How to stabilize your runs in MARL
In my previous post, I introduced an environment for studying emergent cooperation in multi-agent systems. While the basic mechanics were functional, the training runs where severely unstable. This post documents the solutions to this issue.
Characterizing the instability
The instability manifested across two dimensions. First, runs with identical hyperparameters produced wildly divergent outcomes:

Second, hyperparameter sweep revealed training collapse (note: perf is normalized version of score, however, in those early experiments, perf could go above 1 due to a bug in my environment, which I fixed later):

This level of variance made it impossible to distinguish genuine algorithmic improvements from random noise. Before adding environmental complexity, I needed to isolate and fix these sources of instability.
Solutions
Here is the list of things which helped:
- Rigorous logging validation
- Isolate non-determinism
- Randomize initial state distribution
- Sweep your rewards
Solution 1: Rigorous logging validation
Because you won’t be rendering thousands of experiments at different checkpoints, your logs are everything. If your log is bugged, or shows some metric which isn’t actually what you care about, you’re doomed to lose hours of work. So make sure these work.
I learned this the hard way. My initial logging measured agent survival time, but the implementation had subtle bugs in how it aggregated data across vectorized environments. Some edge cases (like agents surviving the entire episode) were never logged. Others were double-counted due to incorrect episode boundary handling.
Solution 2: Isolate non-determinism
Multi-agent RL environments accumulate sources of randomness: policy stochasticity, environment dynamics, GPU operations, floating-point arithmetic. Left unchecked, these make debugging nearly impossible.
The problem: you might have subtle bugs that only surface after hundreds of millions of steps. At that point, attributing failure to the algorithm versus the environment becomes guesswork.
My approach: aggressively seed everything and start simple.

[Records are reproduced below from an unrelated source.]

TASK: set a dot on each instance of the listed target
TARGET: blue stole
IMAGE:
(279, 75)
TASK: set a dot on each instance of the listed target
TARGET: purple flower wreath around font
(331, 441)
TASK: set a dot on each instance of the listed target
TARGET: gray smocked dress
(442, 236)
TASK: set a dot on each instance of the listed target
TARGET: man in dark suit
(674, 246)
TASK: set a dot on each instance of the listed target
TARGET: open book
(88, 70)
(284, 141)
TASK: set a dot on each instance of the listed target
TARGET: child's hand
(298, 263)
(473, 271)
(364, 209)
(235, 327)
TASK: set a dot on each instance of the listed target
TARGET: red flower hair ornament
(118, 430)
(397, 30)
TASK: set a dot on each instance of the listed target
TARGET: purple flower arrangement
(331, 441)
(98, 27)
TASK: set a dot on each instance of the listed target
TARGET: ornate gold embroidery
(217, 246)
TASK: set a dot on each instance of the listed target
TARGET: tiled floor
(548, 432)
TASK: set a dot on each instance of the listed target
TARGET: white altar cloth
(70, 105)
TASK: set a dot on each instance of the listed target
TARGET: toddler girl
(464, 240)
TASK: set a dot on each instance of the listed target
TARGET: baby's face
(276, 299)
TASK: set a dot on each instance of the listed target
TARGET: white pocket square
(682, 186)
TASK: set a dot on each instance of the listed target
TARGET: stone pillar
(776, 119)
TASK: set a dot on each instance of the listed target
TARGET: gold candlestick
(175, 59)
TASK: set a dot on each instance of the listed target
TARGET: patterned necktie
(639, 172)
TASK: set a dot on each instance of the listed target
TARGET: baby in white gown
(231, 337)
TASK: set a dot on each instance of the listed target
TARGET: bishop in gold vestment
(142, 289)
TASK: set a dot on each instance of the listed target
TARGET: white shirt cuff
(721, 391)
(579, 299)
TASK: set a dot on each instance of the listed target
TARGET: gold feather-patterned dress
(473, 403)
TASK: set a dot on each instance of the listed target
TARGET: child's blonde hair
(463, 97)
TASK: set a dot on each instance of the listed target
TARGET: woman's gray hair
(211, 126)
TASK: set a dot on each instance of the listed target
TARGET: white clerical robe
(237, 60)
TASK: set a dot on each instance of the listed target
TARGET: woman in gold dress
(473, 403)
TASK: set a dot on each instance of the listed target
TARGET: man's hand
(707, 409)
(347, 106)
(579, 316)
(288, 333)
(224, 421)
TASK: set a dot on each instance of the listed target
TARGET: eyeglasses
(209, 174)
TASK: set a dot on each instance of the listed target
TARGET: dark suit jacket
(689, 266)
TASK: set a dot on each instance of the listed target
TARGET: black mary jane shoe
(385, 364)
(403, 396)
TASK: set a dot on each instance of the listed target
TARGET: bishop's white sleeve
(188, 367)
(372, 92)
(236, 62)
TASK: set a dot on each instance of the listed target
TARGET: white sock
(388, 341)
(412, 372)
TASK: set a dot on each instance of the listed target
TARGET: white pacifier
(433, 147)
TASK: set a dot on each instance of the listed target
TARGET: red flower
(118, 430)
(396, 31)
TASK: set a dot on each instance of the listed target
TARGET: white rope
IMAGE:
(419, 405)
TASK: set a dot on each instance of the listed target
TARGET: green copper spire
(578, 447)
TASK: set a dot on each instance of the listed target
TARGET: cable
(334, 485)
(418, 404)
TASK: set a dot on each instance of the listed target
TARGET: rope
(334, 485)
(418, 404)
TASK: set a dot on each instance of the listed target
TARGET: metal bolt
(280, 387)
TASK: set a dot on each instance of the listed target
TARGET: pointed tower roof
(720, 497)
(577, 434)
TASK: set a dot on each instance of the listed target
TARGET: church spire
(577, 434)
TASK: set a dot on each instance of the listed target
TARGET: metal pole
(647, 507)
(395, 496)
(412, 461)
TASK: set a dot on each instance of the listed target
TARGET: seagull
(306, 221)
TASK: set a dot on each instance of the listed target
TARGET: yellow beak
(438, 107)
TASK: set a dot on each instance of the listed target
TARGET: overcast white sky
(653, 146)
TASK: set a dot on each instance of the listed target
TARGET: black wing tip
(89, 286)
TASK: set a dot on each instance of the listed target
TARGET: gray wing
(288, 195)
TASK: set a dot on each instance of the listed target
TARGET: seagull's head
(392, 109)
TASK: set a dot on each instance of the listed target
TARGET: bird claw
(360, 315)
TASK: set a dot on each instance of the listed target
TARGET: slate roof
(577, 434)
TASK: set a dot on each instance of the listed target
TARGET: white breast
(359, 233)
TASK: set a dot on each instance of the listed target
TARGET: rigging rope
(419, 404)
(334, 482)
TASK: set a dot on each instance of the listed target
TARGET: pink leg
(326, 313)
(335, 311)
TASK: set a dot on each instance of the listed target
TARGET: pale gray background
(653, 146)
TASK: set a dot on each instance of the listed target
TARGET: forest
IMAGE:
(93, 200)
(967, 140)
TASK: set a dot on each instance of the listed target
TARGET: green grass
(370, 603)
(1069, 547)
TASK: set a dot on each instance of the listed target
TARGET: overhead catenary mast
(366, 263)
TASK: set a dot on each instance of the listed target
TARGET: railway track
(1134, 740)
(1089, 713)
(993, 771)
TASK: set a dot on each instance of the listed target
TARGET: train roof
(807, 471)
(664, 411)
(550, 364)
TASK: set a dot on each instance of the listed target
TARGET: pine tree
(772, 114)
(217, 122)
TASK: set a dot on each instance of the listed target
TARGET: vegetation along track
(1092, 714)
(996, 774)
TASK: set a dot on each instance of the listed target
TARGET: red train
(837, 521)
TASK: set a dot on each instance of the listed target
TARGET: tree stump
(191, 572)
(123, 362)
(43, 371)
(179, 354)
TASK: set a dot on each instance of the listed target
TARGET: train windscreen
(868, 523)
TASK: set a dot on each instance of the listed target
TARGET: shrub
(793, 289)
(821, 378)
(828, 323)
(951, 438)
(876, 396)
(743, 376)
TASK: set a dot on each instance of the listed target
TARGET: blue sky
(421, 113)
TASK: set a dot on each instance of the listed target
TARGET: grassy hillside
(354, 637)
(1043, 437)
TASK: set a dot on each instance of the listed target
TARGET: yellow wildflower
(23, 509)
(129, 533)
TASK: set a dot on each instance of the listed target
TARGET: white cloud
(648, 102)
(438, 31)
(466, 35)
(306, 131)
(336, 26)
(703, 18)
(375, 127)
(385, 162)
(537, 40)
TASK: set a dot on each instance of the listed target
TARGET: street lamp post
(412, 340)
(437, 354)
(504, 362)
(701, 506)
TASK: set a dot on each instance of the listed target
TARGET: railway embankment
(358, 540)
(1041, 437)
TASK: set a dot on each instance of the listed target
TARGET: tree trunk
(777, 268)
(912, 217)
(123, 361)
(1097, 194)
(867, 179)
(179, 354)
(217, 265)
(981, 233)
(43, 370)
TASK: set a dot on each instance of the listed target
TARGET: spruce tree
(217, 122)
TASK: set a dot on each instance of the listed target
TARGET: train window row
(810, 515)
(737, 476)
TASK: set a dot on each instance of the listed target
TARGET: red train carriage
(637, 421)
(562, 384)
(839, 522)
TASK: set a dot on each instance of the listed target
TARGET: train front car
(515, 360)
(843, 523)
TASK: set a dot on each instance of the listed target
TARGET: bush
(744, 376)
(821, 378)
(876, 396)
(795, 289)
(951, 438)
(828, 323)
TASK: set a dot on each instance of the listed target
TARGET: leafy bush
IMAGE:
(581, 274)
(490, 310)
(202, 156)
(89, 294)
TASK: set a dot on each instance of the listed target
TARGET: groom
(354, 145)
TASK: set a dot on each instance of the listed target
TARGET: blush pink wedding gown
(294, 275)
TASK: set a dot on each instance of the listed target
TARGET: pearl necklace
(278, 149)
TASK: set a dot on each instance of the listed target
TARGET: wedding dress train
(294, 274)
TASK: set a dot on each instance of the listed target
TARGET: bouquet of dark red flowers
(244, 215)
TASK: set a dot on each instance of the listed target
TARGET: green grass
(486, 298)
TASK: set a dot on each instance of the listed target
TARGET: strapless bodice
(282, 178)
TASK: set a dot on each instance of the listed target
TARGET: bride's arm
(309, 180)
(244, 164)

One environment, CPU execution, deterministic policy. Verify that trajectories are reproducible. Only then scale up. This establishes a ground truth you can return to when things break.
Solution 3: Randomize initial state distribution
This one is pretty straightforward but this really help agent see more diverse trajectories early on and learn a more stable policy.
Solution 4: Sweep your rewards
At first I was against changing the reward structure. I really wanted the agents to solve the task with minimal signal (death = -1). It turns out bad rewards can really screw your runs and there is nothing wrong with sweeping the rewards as long as you keep your main metric fixed.
Here is an example of a stable reward configuration that consistently solves the environment in under 25M steps:
| Reward Component | Description | Value |
|---|---|---|
| held_food_reward_scale | Inventory holding reward | 0.26 |
| hp_reward_scale | Current health reward (per timestep) | 0.07 |
| reward_collect | Food collection reward | 1.0 |
| reward_death_scale | Normalized survival time reward | 0.14 |
| reward_eat | Consumption reward | 0.63 |
| reward_steal | Stealing penalty | -0.46 |
| timestep_reward | Living penalty (per timestep) | -0.001 |
Reward-performance correlation
Analyzing reward-performance correlations across the sweep revealed clear patterns. Each dot is a single experiment with different rewards parameters. Discouraging theft seems essential:

Interestingly, dense HP-based rewards provided minimal benefit, possibly due to it being too noisy:

Maybe more obvious, rewarding collection and consumption behaviors proved essential:

Results: Establishing a stable baseline
The original training curves demonstrated severe instability:

Now, agents consistently reach high performance without sudden collapse, across multiple independent runs:

Demonstration and next steps
The video below shows a solved rollout. Agents spawn in the house region (grey tiles, bottom-left) and learn to survive by collecting & eating food:
Now that I get stable runs, I can move on and increase the environment complexity to make things even more interesting.